AutoMap.append/extend reject array-backed keys the same way. So the existing growth is inseparable
from the boxed/object path — exactly the slow path factorize avoids. Reusing it as-is would throw away
the typed-hashing speed.

Proposed approach

An open-addressing rehash doesn't need the key value — only to re-place each (keys_pos, hash)
entry by re-probing. Generalize grow_table's array-keyed branch to do this. Two viable variants:

  1. Rehash by stored hash — replay the hash & mask → SCAN → reprobe sequence to the first empty
    slot. No key access at all; dtype-agnostic.
  2. Rehash via the typed probes — since the entries reference self->keys (an array) at valid
    keys_pos indices, call the existing lookup_hash_*(new_table, key_at(keys_pos), h, kat) to find
    the new slot; it re-probes and resolves same-hash collisions via ==. Reuses code we already rely on.

Then wire factorize:

  • Start the scratch table at a modest size (e.g. min(n, 4096)-sized) rather than n.
  • Add a growth trigger at the top of the element loop: when the running distinct count k reaches the
    load threshold (table_size * LOAD), grow (rehash) before the next lookup, so no re-probe of the
    current element is needed.

This is safe for the rest of the codebase: real FrozenAutoMaps are pre-sized and never regrow, so the
new array-keyed rehash branch is dead for them and changes no existing behavior.

Tradeoffs

  • Helps the common low-cardinality case (k ≪ n): ~10–15% and better cache behavior.
  • The rare all-unique case (k ≈ n) does O(log n) rehashes (total O(n) extra copies), a modest
    regression.

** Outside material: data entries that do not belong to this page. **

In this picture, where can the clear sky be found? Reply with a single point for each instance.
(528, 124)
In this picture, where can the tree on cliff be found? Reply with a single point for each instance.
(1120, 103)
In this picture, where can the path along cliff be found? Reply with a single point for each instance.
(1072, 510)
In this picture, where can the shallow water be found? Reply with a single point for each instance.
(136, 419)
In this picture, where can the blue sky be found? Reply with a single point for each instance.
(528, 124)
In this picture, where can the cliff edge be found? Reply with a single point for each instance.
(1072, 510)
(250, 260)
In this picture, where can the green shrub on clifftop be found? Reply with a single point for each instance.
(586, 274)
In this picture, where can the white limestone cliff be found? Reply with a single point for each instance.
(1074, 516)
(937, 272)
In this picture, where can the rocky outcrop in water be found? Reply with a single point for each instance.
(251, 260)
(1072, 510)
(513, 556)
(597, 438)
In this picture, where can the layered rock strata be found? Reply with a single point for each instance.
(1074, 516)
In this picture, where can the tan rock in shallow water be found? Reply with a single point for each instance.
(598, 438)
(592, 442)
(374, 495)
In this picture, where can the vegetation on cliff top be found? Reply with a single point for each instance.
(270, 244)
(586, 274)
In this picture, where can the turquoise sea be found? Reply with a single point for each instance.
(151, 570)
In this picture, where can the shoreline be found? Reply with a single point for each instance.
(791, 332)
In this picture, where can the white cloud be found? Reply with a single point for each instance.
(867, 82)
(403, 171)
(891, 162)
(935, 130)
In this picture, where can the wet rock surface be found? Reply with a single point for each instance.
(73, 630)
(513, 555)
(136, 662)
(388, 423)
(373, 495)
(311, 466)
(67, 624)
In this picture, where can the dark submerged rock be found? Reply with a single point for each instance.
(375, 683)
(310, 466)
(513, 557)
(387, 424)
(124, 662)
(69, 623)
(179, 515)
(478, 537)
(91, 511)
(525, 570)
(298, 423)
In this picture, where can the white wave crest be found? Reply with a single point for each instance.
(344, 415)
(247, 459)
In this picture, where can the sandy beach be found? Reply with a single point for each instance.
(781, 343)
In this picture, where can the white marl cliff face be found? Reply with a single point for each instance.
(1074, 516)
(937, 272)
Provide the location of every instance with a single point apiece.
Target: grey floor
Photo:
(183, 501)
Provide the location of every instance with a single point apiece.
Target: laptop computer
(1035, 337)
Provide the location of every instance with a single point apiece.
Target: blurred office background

Mitigated by the min(n, 4096) starting size so low-k needs zero or one growth, and
    high-k grows geometrically (amortized O(n), constant factor small).

Acceptance criteria

  • grow_table (or a dedicated helper) can rehash an array-keyed table correctly for all supported KATs
    (int/uint/float/unicode/string/datetime), verified by the existing factorize round-trip and
    randomized parity tests.
  • factorize scratch table starts small and grows; no correctness change (all test/test_factorize.py
    and the full suite pass).
  • Benchmark shows improvement on low-k factorize (int/float) with no material regression on the
    all-unique case; report float vs pandas.factorize before/after.